As part of its Earth Day programme, the US space agency is asking people for
videos, messages, Instagram pictures celebrating our world, with the hashtag
#NoPlaceLikeHome.
In the image gallery celebrating Earth Day, you can see a composite image of
southern Africa and the surrounding oceans to the tropical cyclone Joalane seen
over the Indian Ocean.
On April 5 this year, the Moderate Resolution Imaging Spectroradiometer (MODIS)
on NASA's Terra satellite acquired a natural-colour image of sea ice off the
coast of East Antarctica's Princess Astrid Coast.
Next day, NASA astronaut Scott Kelly took a stunning photograph over Australia
and posted it to social media.
NASA's Terra satellite also captured the March 20 solar eclipse's shadow over
clouds in the Arctic Ocean.
From the ISS, Expedition 42 Flight Engineer Barry Wilmore took a photograph of
the Great Lakes and central US on December 7 last year and posted it on social
media.
The NASA video features dramatic visual comparisons of parts of the Earth most
severely impacted by climate change, including the Aral sea visibly shrinking
between 2000 and 2014.
It also features photographs of areas impacted by extreme weather, such as
partially submerged islands in Bermuda.
"Every day of every year, NASA satellites provide useful data about our
home planet, and along the way, some beautiful images as well," NASA
posted in the video.
The clip was released on the "Earth Day" as NASA plans to focus
attention on "exploring" our home planet -- the most
"complex" of the 1,800 planets discovered in our cosmos so far.
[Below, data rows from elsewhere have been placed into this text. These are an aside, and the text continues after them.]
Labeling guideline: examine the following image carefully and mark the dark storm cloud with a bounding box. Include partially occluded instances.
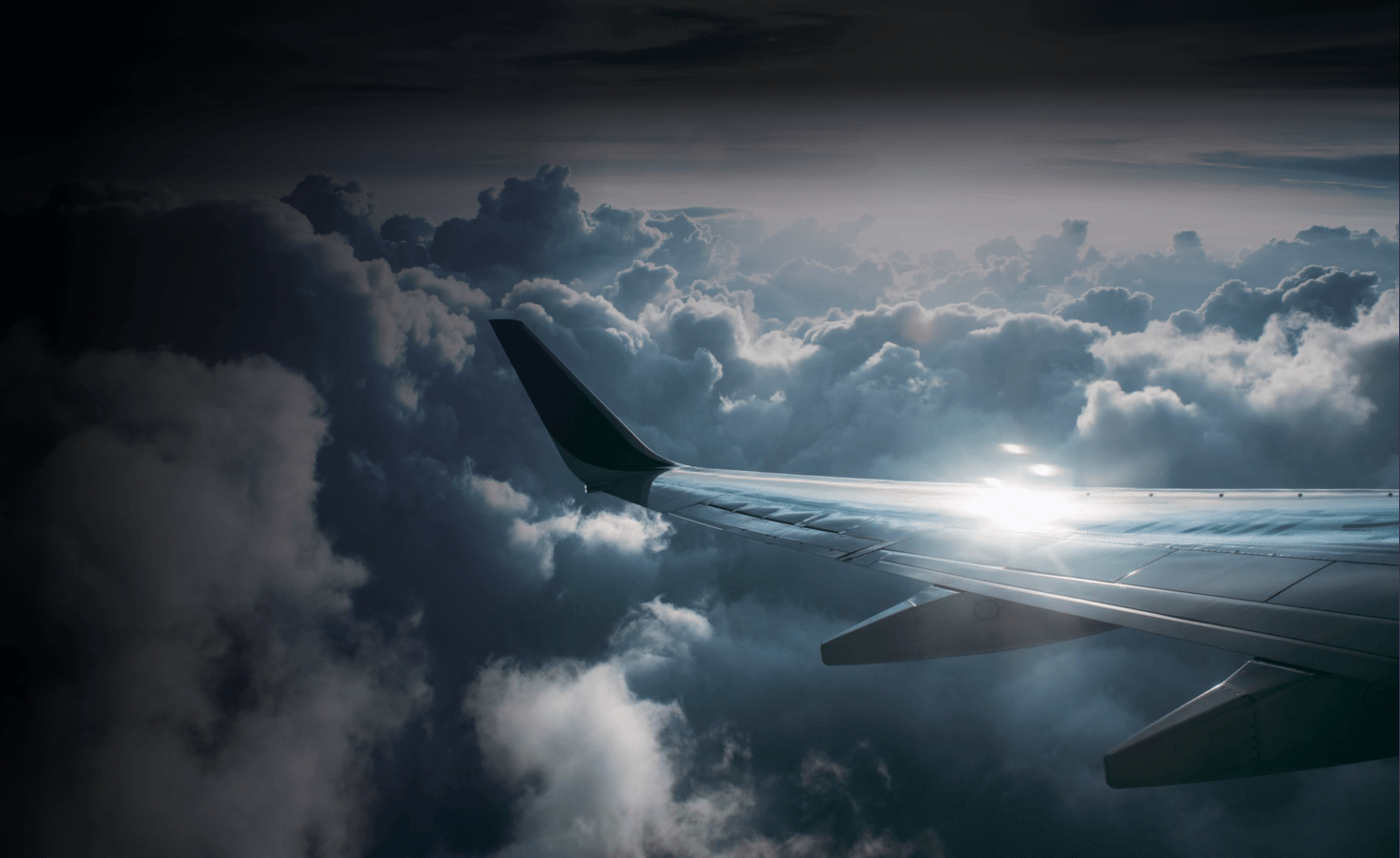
[1202,153,1400,185]
[3,168,1400,858]
[1056,286,1152,333]
[16,0,1396,176]
[431,165,661,293]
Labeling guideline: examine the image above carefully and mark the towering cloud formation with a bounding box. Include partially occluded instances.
[0,167,1400,855]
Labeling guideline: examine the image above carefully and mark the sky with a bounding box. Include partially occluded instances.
[0,0,1400,858]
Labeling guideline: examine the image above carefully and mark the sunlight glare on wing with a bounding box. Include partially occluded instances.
[964,487,1074,530]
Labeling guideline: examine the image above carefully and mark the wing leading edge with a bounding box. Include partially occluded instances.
[491,319,1400,786]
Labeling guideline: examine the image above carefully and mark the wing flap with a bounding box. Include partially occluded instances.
[1269,562,1400,620]
[822,586,1115,664]
[873,550,1397,684]
[1122,550,1328,602]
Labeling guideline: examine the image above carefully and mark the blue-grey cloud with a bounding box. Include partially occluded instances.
[0,162,1400,855]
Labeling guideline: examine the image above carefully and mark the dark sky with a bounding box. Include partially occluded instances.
[0,3,1400,858]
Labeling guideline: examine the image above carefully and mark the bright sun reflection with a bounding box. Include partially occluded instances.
[964,487,1074,530]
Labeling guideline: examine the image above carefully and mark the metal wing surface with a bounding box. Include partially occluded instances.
[491,320,1400,786]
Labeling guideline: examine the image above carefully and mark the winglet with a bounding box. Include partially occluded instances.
[491,319,676,490]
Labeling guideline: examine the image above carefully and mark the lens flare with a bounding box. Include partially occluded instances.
[963,487,1074,530]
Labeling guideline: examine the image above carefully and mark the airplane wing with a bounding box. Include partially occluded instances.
[491,319,1400,786]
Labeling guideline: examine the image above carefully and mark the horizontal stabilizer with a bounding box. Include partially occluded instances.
[491,319,675,488]
[822,586,1116,664]
[1103,660,1397,788]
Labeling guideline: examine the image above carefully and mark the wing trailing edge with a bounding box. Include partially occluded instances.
[491,319,1400,788]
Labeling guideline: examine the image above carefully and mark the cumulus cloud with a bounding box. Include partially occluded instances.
[0,162,1400,855]
[7,343,430,855]
[462,599,942,858]
[1170,264,1380,340]
[1056,286,1152,333]
[431,165,661,297]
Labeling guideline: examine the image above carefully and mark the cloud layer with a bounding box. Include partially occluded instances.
[0,165,1400,857]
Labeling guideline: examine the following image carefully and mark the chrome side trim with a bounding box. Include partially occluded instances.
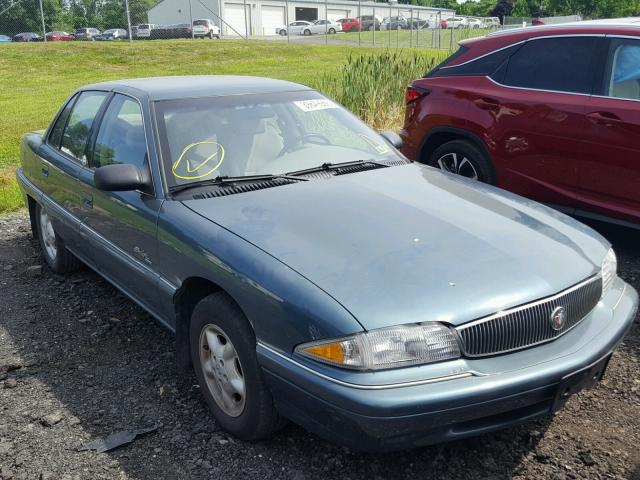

It is this complexity that challenges the Earth scientists as they seek to
figure out how the whole planet works as a system.
"Earth has oceans, forests, deserts, ice sheets, rain, snow, an
atmosphere. And we have life. These are some of the things that NASA's 20
Earth-orbiting missions observe and measure in our quest to build the most
complete understanding possible of our dynamic planet," the US space
agency said.
The space agency has a Facebook page dedicated to the #NoPlaceLikeHome project
and also provides full coverage on its redesigned web site.